Rep. Tammy Duckworth, D-Ill., pointed out that Illinois has the fourth highest unemployment rate in the country, so the issue hits close to home. More than 80,000 families in Illinois will lose their benefits when the EUC program expires. A veteran who lost both of her legs in the Iraq War, she also pointed to the impact on unemployed veterans.

“When I was a teenager, my dad was a World War II and Vietnam veteran, and when he lost his job in his fifties, it was a very difficult time,” Duckworth recalled. “We were on unemployment insurance and we were on food stamps. My dad, like so many of the unemployed today, did everything he could to find work and he was turned down again and again. We did everything we could as a family to try to make ends meet. We weren’t just sitting around collecting a check. I was the only one that could find a job for $3.10 an hour, the minimum wage. Like my dad, there are many thousands of young veterans who are going to be without an income if we allow unemployment insurance to end on December 28. Of the 1.3 million Americans who will lose their benefits, 20,000 of those are recent veterans, people who just came home from Iraq and Afghanistan, who have just left the military after so honorably serving our nation, and now we’re going to abandon them at Christmastime. They certainly didn’t abandon us. And among those veterans are many women veterans, and studies have shown that women veterans enter into homelessness even faster than male veterans, and the main cause of homelessness among veterans is unemployment. We need to make sure that we do better for our vets.”

She pointed to one of her constituents who was laid off from a manufacturing job three years ago. Despite hundreds of job applications, she has only received about 10 phone calls.

“People are not hiring and we can’t abandon these folks,” said Duckworth. “In my work on the Oversight and Government Reform Committee, I see so much waste and fraud in government. I see tax breaks for large corporations that don’t pay their fair share, yet we want to cut spending on programs like unemployment insurance that is a safety net for so many hardworking Americans that are trying their very best.”

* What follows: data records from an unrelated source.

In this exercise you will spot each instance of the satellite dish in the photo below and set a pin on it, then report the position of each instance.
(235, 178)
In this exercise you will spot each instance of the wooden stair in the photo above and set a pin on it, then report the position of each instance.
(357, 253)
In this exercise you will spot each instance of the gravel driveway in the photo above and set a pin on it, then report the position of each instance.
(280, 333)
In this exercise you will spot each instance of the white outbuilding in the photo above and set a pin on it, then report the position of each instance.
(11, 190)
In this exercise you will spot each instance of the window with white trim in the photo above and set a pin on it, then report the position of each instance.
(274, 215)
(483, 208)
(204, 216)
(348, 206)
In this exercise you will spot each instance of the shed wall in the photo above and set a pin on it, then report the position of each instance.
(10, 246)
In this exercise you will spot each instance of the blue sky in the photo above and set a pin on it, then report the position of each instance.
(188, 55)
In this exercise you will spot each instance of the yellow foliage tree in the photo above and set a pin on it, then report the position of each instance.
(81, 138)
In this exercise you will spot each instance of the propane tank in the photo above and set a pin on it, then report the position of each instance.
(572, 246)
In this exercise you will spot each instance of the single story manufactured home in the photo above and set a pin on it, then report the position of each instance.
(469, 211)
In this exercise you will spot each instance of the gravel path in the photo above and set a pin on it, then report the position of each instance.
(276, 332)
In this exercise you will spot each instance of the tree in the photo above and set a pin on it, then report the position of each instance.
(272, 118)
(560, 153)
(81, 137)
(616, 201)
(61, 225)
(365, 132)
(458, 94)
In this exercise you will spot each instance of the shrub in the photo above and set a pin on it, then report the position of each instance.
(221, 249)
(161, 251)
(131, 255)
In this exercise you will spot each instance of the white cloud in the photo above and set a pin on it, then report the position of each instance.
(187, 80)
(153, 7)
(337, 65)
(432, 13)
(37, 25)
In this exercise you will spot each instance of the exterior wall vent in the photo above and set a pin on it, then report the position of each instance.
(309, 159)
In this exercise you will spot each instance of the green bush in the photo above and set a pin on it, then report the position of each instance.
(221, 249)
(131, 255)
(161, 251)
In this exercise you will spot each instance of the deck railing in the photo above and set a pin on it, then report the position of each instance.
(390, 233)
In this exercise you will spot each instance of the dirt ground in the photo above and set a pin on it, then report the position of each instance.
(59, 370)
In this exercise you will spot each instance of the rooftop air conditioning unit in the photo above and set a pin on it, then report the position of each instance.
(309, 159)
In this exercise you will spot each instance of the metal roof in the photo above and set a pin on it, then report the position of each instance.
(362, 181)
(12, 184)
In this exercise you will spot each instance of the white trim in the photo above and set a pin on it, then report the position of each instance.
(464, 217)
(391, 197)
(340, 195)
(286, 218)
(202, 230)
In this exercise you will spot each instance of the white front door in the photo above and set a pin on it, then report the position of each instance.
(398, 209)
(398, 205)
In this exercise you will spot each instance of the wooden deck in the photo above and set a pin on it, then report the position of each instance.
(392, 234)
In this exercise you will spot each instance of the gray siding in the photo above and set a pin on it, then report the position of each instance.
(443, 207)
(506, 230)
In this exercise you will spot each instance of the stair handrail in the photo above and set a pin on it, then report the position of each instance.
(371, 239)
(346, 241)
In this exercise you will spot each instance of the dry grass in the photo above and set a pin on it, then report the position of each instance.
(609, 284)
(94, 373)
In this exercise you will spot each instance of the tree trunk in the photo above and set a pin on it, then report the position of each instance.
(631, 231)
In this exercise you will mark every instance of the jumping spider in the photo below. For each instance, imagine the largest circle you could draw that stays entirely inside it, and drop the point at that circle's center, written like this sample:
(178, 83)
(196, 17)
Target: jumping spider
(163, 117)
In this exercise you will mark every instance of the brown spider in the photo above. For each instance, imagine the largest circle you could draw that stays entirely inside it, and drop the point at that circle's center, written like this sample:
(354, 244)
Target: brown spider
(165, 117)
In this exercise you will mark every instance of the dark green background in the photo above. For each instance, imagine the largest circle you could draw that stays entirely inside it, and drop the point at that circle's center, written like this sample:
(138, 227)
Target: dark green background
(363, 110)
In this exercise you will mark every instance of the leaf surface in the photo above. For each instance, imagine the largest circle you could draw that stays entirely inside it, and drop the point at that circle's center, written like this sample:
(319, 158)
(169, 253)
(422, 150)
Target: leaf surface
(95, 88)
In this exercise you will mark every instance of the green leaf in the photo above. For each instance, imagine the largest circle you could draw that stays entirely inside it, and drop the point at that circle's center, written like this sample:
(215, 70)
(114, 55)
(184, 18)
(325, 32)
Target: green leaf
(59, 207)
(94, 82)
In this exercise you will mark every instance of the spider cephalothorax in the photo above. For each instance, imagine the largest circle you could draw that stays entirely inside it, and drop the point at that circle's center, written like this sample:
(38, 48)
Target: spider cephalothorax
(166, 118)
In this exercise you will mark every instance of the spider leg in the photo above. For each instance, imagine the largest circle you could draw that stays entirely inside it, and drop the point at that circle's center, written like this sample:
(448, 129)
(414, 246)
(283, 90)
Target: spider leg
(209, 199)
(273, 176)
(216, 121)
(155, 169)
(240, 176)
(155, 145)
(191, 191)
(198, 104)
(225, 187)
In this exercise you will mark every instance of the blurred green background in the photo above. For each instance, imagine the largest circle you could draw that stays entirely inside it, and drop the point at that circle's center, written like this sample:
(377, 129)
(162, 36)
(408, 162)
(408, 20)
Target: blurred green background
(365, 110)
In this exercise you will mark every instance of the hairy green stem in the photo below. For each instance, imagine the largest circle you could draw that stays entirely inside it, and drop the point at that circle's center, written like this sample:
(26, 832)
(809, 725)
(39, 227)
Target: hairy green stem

Pelosi said she had hoped that when Democrats in the House allowed Boehner to pass the budget agreement this month, he would allow a vote on extending unemployment insurance, but he said no. She pointed out that some of the unemployed, including one scientist who worked for the government and testified recently before Congress, had lost their jobs as a result of sequestration. Now they are losing their unemployment benefits as well.

During a question and answer session with reporters, Pelosi insisted that the unemployment insurance program should be treated as emergency spending, and Congress should not be required to come up with an offset to pay for it, as Boehner has insisted. She was asked whether the money could come out of savings from the farm bill, but she does not favor this approach as it would likely involve cuts in food stamps for the poor.